I’ve always admired the way flowers fold into themselves when they perish. Each delicate petal, once blooming in bright and imaginative hues, dulls down to a greyscale version of its previous self and collapses. The colors bleed out into the sky and paint the air with the graceful wisps of perfumy scent carried throughout the wind.
There’s a stark contrast within a flower’s lifespan.
Grow. Bloom. Thrive. Decay.
It is, of course, the natural cycle of life that has been ingrained in our brains since kindergarten, but just because it’s been repeated doesn’t mean it loses meaning.
Its haunting beauty leaves me agape in adulation at the site in which it first came of. Each petal is gently cradled by the wind, being rocked back and forth with a lullaby, as it drifts to the ground slowly and is absorbed back into the earth as it hits the soil.
Everything dies.
I understand that, I really do, and although I’m sure I’ve said and thought this sentence countless times, I don’t think I’ll ever truly be able to grapple with it. If I were a flower, perhaps I would be more deliberate. With the knowledge that each decision in life is monumental and each moment takes up a prodigious fraction of life, maybe I would truly think things through. My thoughts are haphazardly thrown across my mind, like the clothes out of place and heaped in my room, but I lack the organization I need to put my life into order.
I am messy and imperfect; I am as delicate as a flower but never quite as beautiful. I decay and return to life but never quite as poetically.
Poetic is, at a glance, a way of action outside of the norm among the bounds of elegance and opulence that I often lack. Doing everyday things in such a way that I hold my breath in expectation, waiting for what’s next to come, and tiptoe quietly so as not to disturb the rhythmic beat and cadence of my inner monologue.

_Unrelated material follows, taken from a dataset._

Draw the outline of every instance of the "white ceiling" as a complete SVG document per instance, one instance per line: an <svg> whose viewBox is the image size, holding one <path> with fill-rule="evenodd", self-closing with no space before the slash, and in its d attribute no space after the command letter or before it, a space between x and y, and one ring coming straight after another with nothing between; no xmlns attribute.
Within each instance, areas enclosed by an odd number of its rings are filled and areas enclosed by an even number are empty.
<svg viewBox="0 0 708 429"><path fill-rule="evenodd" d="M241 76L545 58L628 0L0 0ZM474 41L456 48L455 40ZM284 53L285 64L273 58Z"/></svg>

I prefer to think that when I bloom, the resounding effects and words etched into my soul will reverberate across the solar system, each one bouncing between asteroids tucked in between pockets of stardust and beauty unbeknownst to me. I want to decay slowly and painfully so that each stab of pain will serve as a reminder of the life I’ve lived and the wonders I’ve seen.
The goddess Venus will float down and gently rock my falling petals to rest on the ground and pick up the crumbled fractures of my soul as I begin anew.